La presentazione del libro di Sigfrido Ranucci a Enego, un comune in provincia di Vicenza, prevista per il 20 agosto è saltata per via di una lettera minatoria. Il messaggio, secondo quanto riportato dal Giornale di Vicenza, avrebbe contenuto una minaccia esplicita: «Fate saltare l’appuntamento a Enego con Sigfrido Ranucci altrimenti facciamo saltare lui». A rendere ancora più delicata la vicenda è il possibile autore della lettera: si tratterebbe di Adriano Cappellari, il giornalista 21enne che nei mesi scorsi aveva raccontato di essere vittima di una serie di minacce, ma che poi ha confessato di aver organizzato e simulato tutto, compreso un attentato contro casa sua.

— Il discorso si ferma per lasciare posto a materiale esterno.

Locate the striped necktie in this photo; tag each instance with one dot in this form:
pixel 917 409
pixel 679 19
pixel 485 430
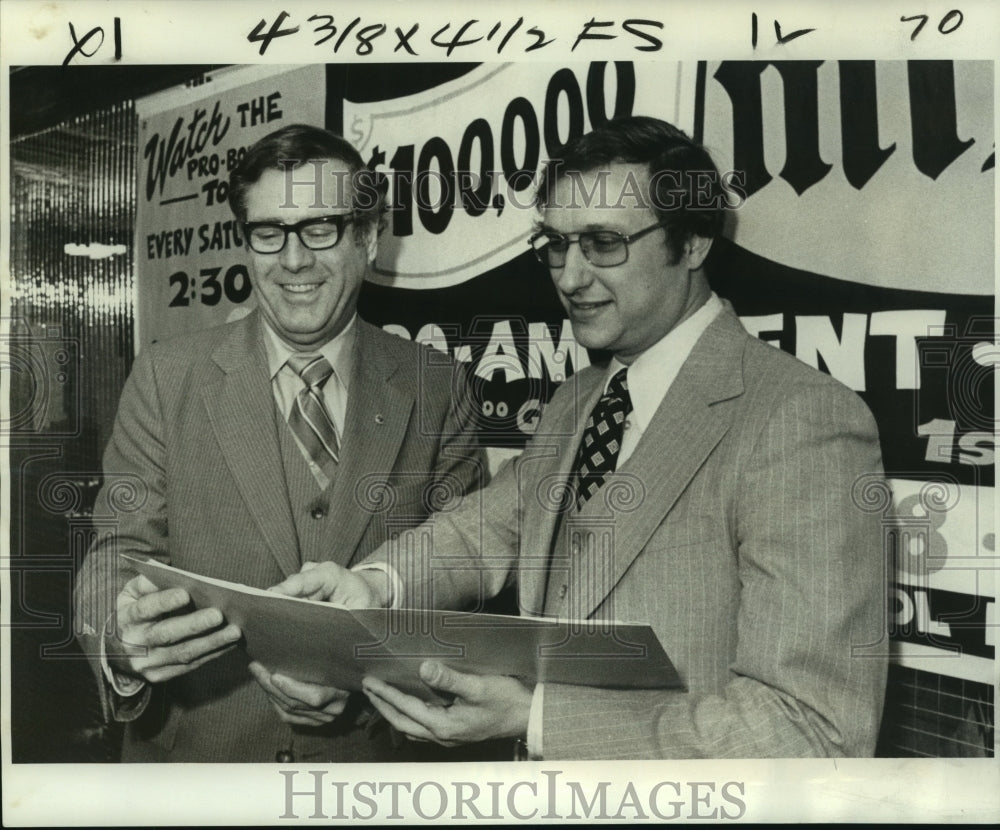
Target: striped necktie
pixel 309 419
pixel 602 439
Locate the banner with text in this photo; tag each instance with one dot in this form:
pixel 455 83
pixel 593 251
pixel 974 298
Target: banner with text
pixel 190 260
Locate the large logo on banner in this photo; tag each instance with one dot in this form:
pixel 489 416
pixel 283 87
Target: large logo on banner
pixel 462 160
pixel 192 270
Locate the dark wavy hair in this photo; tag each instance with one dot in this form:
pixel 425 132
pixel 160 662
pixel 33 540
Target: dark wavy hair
pixel 686 191
pixel 292 147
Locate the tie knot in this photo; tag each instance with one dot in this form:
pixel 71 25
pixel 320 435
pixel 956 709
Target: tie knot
pixel 314 370
pixel 618 386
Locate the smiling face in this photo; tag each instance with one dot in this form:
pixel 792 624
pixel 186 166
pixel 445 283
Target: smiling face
pixel 625 308
pixel 307 297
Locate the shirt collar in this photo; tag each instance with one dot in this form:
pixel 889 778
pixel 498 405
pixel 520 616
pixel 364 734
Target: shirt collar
pixel 339 351
pixel 651 374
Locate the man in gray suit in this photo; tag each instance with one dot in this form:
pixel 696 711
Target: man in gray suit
pixel 296 434
pixel 709 485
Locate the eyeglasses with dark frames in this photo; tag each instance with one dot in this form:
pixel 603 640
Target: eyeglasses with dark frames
pixel 317 233
pixel 605 249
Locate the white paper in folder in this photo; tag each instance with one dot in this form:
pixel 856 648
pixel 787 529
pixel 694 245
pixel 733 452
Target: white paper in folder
pixel 320 642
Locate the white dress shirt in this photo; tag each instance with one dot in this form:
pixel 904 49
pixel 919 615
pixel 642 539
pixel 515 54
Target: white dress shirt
pixel 287 384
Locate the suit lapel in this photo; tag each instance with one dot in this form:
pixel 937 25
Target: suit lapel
pixel 687 426
pixel 378 414
pixel 241 410
pixel 550 460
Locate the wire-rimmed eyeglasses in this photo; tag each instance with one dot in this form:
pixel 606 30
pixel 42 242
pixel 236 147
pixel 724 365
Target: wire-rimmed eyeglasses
pixel 605 249
pixel 317 233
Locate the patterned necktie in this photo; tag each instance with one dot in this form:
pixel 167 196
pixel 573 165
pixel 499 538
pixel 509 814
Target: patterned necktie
pixel 602 439
pixel 309 419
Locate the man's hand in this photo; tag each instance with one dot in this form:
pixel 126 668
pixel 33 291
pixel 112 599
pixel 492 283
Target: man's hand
pixel 490 706
pixel 329 582
pixel 157 644
pixel 302 704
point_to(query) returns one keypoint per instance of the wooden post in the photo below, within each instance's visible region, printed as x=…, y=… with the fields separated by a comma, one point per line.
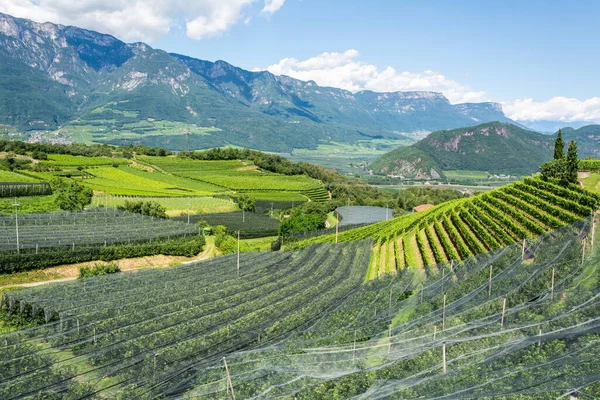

L’ipotesi che sia stato Cappellari a scrivere anche la lettera destinata a far cancellare l’incontro con Ranucci sarebbe emersa durante un interrogatorio davanti alla pm di Vicenza Alessia Grenna, avvenuto la scorsa settimana. Secondo la ricostruzione, il giovane avrebbe ammesso di essere l’autore della lettera, che era stata recapitata a un fornaio di Enego pochi giorni prima delle perquisizioni nella sua abitazione. La minaccia era poi arrivata alle forze dell’ordine e all’amministrazione comunale che, di fronte al contenuto e considerando l’attentato davanti a casa di Ranucci dell’anno precedente, hanno deciso di cancellare la presentazione prevista per il 20 agosto.